Guías Bolte
No todos los mantenimientos son iguales. Acá te contamos cómo decidir según tu uso, tu tiempo y el estado real de la bici o el scooter.
Publicado el 14 de marzo de 2025 · Lectura de 6 minutos
Cuando alguien entra al taller con la bici al hombro o el scooter plegado bajo el brazo, la primera pregunta casi nunca es sobre la cadena o el motor. Es sobre el tiempo. "¿Cuánto tarda?", "¿lo puedo dejar y pasar mañana?", "¿me lo revisan mientras espero?". Y ahí empieza, en realidad, la decisión sobre qué tipo de servicio conviene.
En Bolte trabajamos con tres formatos que se ajustan a situaciones bastante distintas. No son escalones de calidad: son formas de organizar el trabajo según lo que necesitás resolver y cuánto podés prescindir del vehículo.
Es el formato para cuando algo puntual quedó fuera de punto: frenos que rozan, cambios que saltan, una rueda que perdió presión y no vuelve a inflar bien. Se resuelve en el momento, sin turno previo, y suele alcanzar para volver a salir esa misma tarde. Si venís pedaleando desde Belgrano o Vicente López, tiene sentido si el problema es concreto y no hay ruidos raros en la transmisión.
Acá el vehículo queda en el taller entre 24 y 48 horas. Se desarma la transmisión, se revisan rodamientos, se ajustan frenos y se controla el estado de cubiertas y cámaras.

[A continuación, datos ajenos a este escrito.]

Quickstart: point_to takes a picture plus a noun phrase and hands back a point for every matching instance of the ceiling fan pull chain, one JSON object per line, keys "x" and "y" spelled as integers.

Conviene cuando la bici ya lleva más de un año sin pasar por el taller, cuando el scooter hizo muchos kilómetros con lluvia o cuando notás que la autonomía bajó sin motivo aparente. Es el formato que más gente elige antes de un viaje largo o al empezar la temporada de uso intensivo.
Para casos donde hay que evaluar componentes eléctricos, batería o cuadro con desgaste. Se agenda una primera visita de diagnóstico, se acuerda qué se reemplaza y qué se puede seguir usando, y recién después se define el trabajo. No es el formato más rápido, pero evita cambiar piezas que todavía rinden.
La elección casi siempre se resuelve con dos preguntas: cuánto tiempo podés estar sin el vehículo y qué tan claro tenés el problema. Si podés responderlas antes de venir, el turno se aprovecha mucho mejor.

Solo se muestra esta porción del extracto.